Member of the Washington House of Representatives from the 20th district
- Incumbent
- Assumed office January 14, 2011 Serving with Peter Abbarno
- Preceded by: Gary Alexander

Member of the Washington House of Representatives from the 18th district
- In office January 4, 2002 – January 14, 2011
- Preceded by: John Pennington
- Succeeded by: Liz Pike

Personal details
- Born: Edmund Thomas Orcutt May 4, 1963 (age 63) New Vineyard, Maine, U.S.
- Party: Republican
- Spouse: Marcie Orcutt
- Alma mater: University of Idaho
- Occupation: Politician
- Website: Representative Ed Orcutt

= Ed Orcutt =

American politician from Washington

Edmund Thomas Orcutt (born May 4, 1963) is an American politician of the Republican Party. He is a member of the Washington House of Representatives, representing the 18th district, serving since 2002. Due to redistricting, Orcutt now resides in the 20th district in Washington. In the 2012 election, Orcutt ran for the seat in that district, and won, with 68% of the vote. Orcutt began representing the 20th district, in his sixth full term, in January 2013.

==Early life==
Ed Orcutt was born on May 4, 1963, in New Vineyard, Maine. He received an Associate's Degree in science from the University of Maine in 1984, and a Bachelor of Science in 1987. Orcutt originally made a living as a forestry consultant, before making the switch to politics. Orcutt is an active volunteer. He is a past president of the Lions Club and is a member of the Kalama Lions. He served as chairman of the Highlander Festival, a board member of Columbia Theatre Board, and as a youth bowling coach.

==House of Representatives==

===Appointment===
Orcutt was appointed in January 2002 to finish a term in the Washington State House, upon the resignation of John Pennington, who had resigned to become Federal Emergency Management Agency Director for Region X.

===Tenure===
Within three months, Orcutt's first bill had already been passed, and was being signed by Governor of Washington, Gary Locke. House bill 2767 prohibits people from gambling with public-assistance debit cards, saying he felt he was simply carrying out the work of his predecessor. The amended bill passed both the House and Senate without a dissenting vote.
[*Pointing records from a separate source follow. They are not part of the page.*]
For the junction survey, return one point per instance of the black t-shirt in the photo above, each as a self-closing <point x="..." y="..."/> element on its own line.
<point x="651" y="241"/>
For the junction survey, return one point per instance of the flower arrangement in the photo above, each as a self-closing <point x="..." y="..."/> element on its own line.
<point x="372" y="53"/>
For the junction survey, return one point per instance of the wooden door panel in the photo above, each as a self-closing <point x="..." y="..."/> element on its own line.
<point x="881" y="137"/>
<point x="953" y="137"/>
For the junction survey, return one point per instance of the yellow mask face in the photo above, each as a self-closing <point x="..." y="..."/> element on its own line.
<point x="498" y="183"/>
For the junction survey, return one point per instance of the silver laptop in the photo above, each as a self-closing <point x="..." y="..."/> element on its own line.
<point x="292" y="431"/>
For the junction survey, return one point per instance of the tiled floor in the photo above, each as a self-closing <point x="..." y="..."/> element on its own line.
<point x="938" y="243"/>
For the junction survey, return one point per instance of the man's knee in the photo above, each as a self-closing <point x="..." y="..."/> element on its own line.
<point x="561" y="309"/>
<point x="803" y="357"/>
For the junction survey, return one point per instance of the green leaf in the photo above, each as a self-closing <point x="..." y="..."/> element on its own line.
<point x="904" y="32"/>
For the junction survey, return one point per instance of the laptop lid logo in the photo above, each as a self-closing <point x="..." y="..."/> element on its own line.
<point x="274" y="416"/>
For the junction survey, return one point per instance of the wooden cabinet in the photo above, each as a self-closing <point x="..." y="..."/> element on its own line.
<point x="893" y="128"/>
Orcutt is the assistant ranking minority member of the House's Community, Economic Development and Housing Committee and the Ways and Means Committee. He also serves on the Agriculture and Natural Resources Committee and the Washington State Economic and Revenue Forecast Council.

Orcutt has said that, under no circumstances will he raise taxes to balance the budget, he opposes Same-sex marriage, and wants more money sent to school districts to better fund education.

Orcutt's hometown of Kalama, Washington, was originally in Washington's 18th district, but, due to redistricting, it was moved to the 20th district. Orcutt ran for, and won that seat, and has served there since January 2013.

Orcutt has posited that since bicyclists have increased respiration, they emit more carbon dioxide into the atmosphere, and "since CO2 is deemed to be a greenhouse gas and a pollutant, bicyclists are actually polluting when they ride". Following nationwide controversy in the cycling community over his remarks, Orcutt apologized and stated "[his] point was that by not driving a car, a cyclist was not necessarily having a zero-carbon footprint. In looking back, it was not a point worthy of even mentioning."

In response to a petition asking for more infrastructure spending following the collapse of the I-5 bridge north of Seattle, he sent an email out saying that, "11 out of 12 sections of the bridge were still standing."

== Awards ==
- 2014 Guardians of Small Business award. Presented by NFIB.
- 2020 Guardians of Small Business. Presented by NFIB.

==Personal life==
Orcutt married his wife, Marcie, in 1996. They have no children. They reside in Kalama, Washington.